Cell Phone Plan Comparison

It seems like there’s a different headline every week covering new cell phone service plans that offer subscribers more value for less money. AT&T and T-Mobile have been particularly aggressive in this regard, with each carrier having recently lowered the cost of various service plans several times in the past few months. But are subscribers actually benefiting from all these price cuts?

According to a recent report from The Wall Street Journal, wireless subscribers in the U.S. pay more for cell phone service each month now than ever before. A study conducted by New Street Research found that average monthly billings per user are actually continuing to climb despite the illusion of a “price war.”

The firm’s research suggests that average revenue per U.S. wireless subscriber climbed 2.2% to $61.15 in the fourth quarter last year. That figure is up $5.35 from the same quarter three years earlier, pointing to a steady rise despite the perception of increased price competition. Heavy smartphone sales have also played a big role in carriers’ increased billings, of course.

While the news that cell phone service revenue has actually climbed over the past few years seems curious when reconciled with various wireless marketing campaigns, even the carriers themselves admit that not much is actually changing.

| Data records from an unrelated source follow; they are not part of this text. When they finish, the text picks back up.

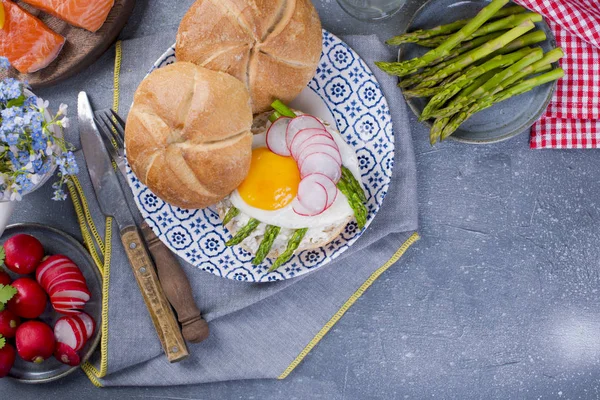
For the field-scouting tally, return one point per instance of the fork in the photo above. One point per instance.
(172, 277)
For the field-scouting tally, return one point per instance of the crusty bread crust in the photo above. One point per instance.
(273, 46)
(188, 134)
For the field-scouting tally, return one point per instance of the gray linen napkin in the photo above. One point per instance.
(257, 330)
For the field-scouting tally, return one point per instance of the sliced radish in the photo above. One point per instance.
(319, 148)
(321, 163)
(69, 286)
(304, 135)
(74, 293)
(65, 310)
(67, 331)
(276, 135)
(303, 211)
(299, 123)
(90, 324)
(67, 355)
(57, 272)
(75, 279)
(327, 183)
(49, 263)
(312, 196)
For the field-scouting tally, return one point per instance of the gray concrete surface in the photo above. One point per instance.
(499, 300)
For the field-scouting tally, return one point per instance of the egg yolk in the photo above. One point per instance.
(272, 182)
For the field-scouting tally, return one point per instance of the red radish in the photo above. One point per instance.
(90, 324)
(30, 300)
(71, 331)
(66, 355)
(303, 136)
(68, 306)
(299, 123)
(7, 359)
(53, 267)
(9, 322)
(35, 341)
(328, 184)
(323, 164)
(5, 279)
(276, 137)
(23, 253)
(48, 263)
(319, 148)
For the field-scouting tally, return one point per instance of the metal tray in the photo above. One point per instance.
(503, 120)
(58, 242)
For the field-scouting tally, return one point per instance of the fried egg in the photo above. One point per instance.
(269, 189)
(272, 184)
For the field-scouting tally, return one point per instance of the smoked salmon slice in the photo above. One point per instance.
(86, 14)
(28, 44)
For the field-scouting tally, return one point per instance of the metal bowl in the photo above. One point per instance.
(501, 121)
(58, 242)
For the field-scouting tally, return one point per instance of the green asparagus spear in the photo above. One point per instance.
(283, 109)
(500, 82)
(440, 123)
(550, 57)
(421, 34)
(529, 39)
(440, 95)
(444, 49)
(349, 177)
(271, 233)
(479, 53)
(433, 42)
(436, 129)
(478, 82)
(500, 61)
(355, 202)
(274, 116)
(231, 214)
(243, 233)
(293, 244)
(465, 47)
(496, 26)
(484, 103)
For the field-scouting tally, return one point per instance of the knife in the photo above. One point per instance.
(113, 204)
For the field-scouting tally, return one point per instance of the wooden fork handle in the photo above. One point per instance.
(160, 311)
(177, 288)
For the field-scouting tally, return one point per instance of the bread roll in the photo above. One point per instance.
(188, 134)
(273, 46)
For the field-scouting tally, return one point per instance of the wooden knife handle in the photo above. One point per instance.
(160, 311)
(177, 288)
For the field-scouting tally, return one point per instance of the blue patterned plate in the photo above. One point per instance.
(344, 92)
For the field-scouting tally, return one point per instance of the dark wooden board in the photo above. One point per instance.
(82, 48)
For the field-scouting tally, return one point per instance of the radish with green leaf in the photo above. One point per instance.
(35, 341)
(9, 322)
(30, 300)
(7, 357)
(65, 284)
(23, 253)
(66, 355)
(72, 331)
(5, 279)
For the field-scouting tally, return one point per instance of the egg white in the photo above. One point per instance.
(339, 212)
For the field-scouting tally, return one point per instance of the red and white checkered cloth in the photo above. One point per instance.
(572, 121)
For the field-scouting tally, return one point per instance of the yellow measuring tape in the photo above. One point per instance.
(101, 251)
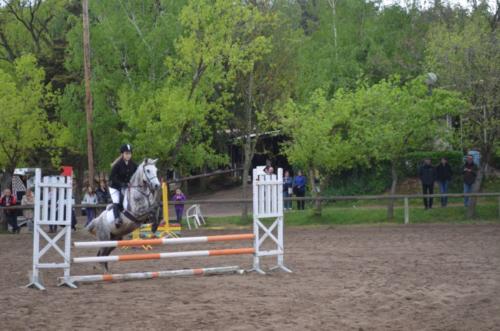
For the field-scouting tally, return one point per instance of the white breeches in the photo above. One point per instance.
(115, 195)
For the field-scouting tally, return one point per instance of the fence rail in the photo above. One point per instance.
(405, 197)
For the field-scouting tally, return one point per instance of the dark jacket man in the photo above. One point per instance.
(443, 172)
(470, 172)
(427, 174)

“When you really analyze a lot of the pricing moves that have been made, there has not been a significant repricing,” T-Mobile’s CFO J. Braxton Carter admitted at Morgan Stanley’s technology conference last week.

Verizon CEO Lowell McAdam agrees. “I think it is interesting given my years in the industry, how you hear things like price war and all that being kicked around in the media today and this is really nothing different than we have seen over the last couple of decades,” McAdam said during Verizon’s most recent earnings call.

T-Mobile actually raised the cost of its unlimited smartphone plan late last week, and Verizon has for the most part stayed away from the ongoing “price war.”